ESTELA - Por agora, vai servindo... Olhe, eu identifico o seu modo de estar espiritual como rosacruciano. Tenho lido autores que entendem a Fraternidade Rosa-Cruz como autónoma, outros que a ligam à maçonaria, alegando que um dos graus desta é o Cavaleiro Rosa-Cruz. Creio que é Max Heindel quem diz, num dos seus livros, que não era maçon filiado, mas que o era de coração ou pensamento... De que modo se ligam essas duas entidades?

ANTÓNIO DE MACEDO - Sim, de facto Max Heindel tem um estudo muito bem feito, intitulado *Maçonaria e Catolicismo* onde descreve as duas grandes linhagens humanas: - a dos descendentes de Caim, ou seja, os artífices, construtores, fabricantes, cientistas, homens de Estado, etc., em suma, a chamada "linhagem real", associada ao Fogo e ao planeta Marte, - e a linhagem dos descendentes de Seth (terceiro filho de Eva, para "substituir" o falecido Abel), ou seja, os devotos, os místicos, os elementos da Igreja, bispos, cardeais, em suma, a chamada "linhagem sacerdotal", associada à Água e à Lua. A primeira compreende a Ordem Maçónica, iniciática, a dos "construtores", e a segunda comprende a Igreja, a dos devotos, não-iniciática e sacramental. Fernando Pessoa tem razão ao distinguir cuidadosamente entre "Maçonaria" e "Ordem Maçónica". A Ordem Maçónica é ancestral (e não me refiro apenas à lenda de Salomão e de Hiram Abiff), ao passo que a Maçonaria especulativa assumiu a sua forma actual no século XVIII, embora o sistema da "Estrita Observância", por exemplo, se reclame duma origem Templária.
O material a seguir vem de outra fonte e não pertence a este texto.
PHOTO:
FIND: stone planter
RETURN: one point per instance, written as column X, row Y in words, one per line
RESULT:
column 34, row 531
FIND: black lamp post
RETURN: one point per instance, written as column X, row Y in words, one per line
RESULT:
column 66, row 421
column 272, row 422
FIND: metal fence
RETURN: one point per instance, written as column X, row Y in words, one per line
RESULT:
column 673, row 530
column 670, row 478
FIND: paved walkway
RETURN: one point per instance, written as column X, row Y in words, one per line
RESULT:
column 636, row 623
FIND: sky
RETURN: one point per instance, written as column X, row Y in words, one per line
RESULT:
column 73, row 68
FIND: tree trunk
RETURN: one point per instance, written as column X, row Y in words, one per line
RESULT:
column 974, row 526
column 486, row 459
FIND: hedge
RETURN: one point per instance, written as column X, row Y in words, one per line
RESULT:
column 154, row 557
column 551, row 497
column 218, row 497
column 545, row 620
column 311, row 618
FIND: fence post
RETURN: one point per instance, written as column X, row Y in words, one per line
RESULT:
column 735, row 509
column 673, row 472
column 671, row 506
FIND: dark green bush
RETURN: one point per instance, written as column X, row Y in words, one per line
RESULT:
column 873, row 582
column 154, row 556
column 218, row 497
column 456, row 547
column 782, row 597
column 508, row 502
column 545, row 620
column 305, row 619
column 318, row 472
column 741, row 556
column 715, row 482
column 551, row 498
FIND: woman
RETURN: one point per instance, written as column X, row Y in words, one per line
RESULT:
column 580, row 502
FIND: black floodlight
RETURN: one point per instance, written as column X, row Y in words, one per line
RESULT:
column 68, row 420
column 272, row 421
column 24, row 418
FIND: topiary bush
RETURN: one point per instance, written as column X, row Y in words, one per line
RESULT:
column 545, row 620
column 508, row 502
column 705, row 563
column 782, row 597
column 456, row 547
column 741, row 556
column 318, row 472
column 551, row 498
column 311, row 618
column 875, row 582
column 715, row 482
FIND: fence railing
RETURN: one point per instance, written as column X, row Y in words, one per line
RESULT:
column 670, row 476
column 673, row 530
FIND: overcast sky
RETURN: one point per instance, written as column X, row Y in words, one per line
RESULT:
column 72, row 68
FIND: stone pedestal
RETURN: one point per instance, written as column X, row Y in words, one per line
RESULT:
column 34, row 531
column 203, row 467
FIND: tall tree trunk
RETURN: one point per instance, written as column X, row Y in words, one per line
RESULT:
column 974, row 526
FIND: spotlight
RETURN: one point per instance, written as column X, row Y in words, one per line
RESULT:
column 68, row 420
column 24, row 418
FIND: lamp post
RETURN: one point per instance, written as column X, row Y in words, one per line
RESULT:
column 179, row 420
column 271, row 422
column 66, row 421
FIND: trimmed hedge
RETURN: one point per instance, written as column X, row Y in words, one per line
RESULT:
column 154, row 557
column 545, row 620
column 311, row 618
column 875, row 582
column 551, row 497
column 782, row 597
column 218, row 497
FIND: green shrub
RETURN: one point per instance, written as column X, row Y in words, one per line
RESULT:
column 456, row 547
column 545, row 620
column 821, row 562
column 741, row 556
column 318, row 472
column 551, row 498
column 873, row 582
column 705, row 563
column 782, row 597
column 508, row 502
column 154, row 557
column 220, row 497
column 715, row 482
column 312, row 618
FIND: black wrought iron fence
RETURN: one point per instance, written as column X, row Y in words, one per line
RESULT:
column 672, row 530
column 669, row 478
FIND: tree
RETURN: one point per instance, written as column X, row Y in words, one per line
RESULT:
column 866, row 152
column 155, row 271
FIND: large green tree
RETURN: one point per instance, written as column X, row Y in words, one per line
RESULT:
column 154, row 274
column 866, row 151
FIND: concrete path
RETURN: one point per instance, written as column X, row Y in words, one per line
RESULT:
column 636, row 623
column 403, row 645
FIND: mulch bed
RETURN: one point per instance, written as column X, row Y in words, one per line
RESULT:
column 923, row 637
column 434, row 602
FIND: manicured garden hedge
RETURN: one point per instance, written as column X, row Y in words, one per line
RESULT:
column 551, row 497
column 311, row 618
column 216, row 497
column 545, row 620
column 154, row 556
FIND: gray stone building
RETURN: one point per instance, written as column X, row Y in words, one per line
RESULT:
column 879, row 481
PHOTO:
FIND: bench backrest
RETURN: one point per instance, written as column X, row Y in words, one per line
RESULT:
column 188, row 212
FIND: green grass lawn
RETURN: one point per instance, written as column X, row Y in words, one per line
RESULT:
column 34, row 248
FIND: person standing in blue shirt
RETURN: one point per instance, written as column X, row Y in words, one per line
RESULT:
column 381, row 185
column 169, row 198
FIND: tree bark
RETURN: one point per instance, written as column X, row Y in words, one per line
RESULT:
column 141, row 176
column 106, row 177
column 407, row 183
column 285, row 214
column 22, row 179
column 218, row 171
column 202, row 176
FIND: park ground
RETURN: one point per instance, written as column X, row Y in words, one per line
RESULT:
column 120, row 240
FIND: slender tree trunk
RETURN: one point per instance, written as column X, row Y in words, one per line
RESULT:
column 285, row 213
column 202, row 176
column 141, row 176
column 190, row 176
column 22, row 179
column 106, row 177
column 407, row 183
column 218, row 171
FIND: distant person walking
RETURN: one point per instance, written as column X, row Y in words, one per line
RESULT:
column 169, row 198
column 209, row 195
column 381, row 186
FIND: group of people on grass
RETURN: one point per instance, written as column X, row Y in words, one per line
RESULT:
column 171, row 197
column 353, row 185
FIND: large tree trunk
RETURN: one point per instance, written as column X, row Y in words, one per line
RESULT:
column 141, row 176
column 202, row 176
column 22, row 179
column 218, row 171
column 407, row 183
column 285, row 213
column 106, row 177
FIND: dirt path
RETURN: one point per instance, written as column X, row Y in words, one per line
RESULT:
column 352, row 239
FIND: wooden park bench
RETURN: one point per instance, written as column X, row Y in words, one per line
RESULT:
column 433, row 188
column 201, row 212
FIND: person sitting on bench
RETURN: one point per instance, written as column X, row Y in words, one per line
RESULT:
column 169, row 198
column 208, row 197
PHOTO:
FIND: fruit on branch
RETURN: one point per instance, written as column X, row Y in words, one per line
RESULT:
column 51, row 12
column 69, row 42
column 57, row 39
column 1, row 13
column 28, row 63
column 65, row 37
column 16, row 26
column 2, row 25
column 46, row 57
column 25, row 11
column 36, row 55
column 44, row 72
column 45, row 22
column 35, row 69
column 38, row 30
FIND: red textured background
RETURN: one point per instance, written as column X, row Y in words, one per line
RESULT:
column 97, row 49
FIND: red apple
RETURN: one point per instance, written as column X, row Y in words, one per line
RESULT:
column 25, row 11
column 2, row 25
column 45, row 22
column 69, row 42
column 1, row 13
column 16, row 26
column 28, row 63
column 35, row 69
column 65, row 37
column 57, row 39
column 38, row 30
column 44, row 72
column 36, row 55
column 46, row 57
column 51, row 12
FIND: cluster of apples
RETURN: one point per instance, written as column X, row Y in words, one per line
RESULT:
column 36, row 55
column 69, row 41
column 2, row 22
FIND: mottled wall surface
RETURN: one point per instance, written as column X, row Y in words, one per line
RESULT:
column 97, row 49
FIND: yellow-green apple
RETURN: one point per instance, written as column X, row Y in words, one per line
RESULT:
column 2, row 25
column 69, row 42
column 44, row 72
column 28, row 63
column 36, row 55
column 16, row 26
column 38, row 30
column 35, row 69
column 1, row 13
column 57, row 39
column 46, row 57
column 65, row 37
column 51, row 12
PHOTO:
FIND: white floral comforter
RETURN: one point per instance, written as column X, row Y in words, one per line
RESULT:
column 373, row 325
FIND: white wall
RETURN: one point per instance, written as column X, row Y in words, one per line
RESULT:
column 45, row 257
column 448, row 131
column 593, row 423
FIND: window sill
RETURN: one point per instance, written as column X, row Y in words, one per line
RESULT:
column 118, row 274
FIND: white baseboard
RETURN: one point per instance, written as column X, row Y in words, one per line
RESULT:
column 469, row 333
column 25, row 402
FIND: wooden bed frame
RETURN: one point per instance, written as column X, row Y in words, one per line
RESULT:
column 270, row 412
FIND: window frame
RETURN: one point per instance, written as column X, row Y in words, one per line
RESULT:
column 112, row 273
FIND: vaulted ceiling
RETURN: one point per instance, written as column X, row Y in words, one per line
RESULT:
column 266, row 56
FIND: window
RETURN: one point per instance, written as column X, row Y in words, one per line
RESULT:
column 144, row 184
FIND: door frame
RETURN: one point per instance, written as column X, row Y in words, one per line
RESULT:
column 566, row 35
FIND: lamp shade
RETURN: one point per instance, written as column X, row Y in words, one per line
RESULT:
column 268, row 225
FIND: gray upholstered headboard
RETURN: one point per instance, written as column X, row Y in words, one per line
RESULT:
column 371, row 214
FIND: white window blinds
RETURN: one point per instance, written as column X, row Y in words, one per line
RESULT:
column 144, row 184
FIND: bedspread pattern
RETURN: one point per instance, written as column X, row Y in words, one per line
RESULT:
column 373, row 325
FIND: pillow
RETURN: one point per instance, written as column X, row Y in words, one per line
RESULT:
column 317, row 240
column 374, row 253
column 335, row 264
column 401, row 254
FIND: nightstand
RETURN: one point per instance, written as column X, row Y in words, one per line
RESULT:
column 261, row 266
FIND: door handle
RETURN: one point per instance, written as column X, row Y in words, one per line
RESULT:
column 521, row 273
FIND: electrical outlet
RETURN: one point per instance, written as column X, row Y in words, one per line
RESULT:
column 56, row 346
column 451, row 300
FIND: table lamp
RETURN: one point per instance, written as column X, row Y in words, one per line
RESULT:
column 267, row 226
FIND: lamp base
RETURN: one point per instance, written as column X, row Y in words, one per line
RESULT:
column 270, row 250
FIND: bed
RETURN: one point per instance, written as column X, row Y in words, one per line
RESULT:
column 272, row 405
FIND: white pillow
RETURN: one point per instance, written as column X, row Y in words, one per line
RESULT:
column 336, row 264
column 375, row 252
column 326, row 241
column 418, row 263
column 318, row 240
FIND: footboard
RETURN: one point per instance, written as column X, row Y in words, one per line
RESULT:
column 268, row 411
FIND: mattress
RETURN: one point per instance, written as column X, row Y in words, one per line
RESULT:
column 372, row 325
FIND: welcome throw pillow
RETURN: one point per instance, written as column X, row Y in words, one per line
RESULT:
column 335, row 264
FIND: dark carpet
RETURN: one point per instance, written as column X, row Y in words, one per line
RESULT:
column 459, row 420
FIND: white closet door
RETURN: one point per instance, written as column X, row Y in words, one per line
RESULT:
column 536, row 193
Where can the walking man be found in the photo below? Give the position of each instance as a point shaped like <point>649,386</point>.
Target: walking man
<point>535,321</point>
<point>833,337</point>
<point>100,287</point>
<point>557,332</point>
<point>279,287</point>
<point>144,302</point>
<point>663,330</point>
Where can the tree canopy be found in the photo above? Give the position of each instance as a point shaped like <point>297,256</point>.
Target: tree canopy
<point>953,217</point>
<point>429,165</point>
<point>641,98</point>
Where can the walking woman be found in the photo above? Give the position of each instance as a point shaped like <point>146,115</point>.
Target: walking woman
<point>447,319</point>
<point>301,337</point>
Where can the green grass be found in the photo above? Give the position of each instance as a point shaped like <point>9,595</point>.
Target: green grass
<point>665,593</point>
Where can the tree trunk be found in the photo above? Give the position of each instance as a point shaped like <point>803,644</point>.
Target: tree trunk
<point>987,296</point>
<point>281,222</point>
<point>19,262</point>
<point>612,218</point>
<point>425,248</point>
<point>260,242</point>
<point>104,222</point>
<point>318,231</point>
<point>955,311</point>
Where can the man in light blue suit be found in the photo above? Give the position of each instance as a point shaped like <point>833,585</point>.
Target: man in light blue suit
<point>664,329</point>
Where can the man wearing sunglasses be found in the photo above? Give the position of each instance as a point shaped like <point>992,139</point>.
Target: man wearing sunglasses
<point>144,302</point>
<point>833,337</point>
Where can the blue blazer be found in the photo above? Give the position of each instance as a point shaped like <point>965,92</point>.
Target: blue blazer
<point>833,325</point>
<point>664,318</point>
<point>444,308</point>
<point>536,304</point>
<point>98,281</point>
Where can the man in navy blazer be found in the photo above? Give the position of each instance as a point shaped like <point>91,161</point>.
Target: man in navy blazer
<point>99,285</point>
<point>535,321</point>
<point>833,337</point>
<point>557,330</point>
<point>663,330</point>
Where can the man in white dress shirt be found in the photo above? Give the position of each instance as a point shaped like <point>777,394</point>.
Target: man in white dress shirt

Por sua vez a Ordem Rosacruz, de inspiração judaico-cristã, busca o seu ideal na Ordem de Melquisedec, a Ordem da Justiça e da Paz cujo sacrifício é não-sangrento e cujos símbolos são o trigo/pão e a uva/vinho. Cristo, como Sumo-Sacerdote Eterno da Ordem de Melquisedec, veio preparar a gloriosa fusão da linhagem real com a linhagem sacerdotal, da mente e do coração, da cruz e da rosa; no fundo é o ideal dos Reis Magos e da Estrela de Belém: Reis e Sacerdotes, numa humanidade final justa e santa, unida tanto pelo lado mental como pelo lado cordial. O facto de o 18º grau do Rito Escocês Antigo e Aceite da Maçonaria ter a designação de Cavaleiro Rosa-Cruz deve-se sobretudo a considerações historicistas e ritualistas, impregnadas de Alquimia, mais do que a uma necessidade iniciática. Este grau foi criado nos finais do século XVIII e o seu tema é a "palavra perdida".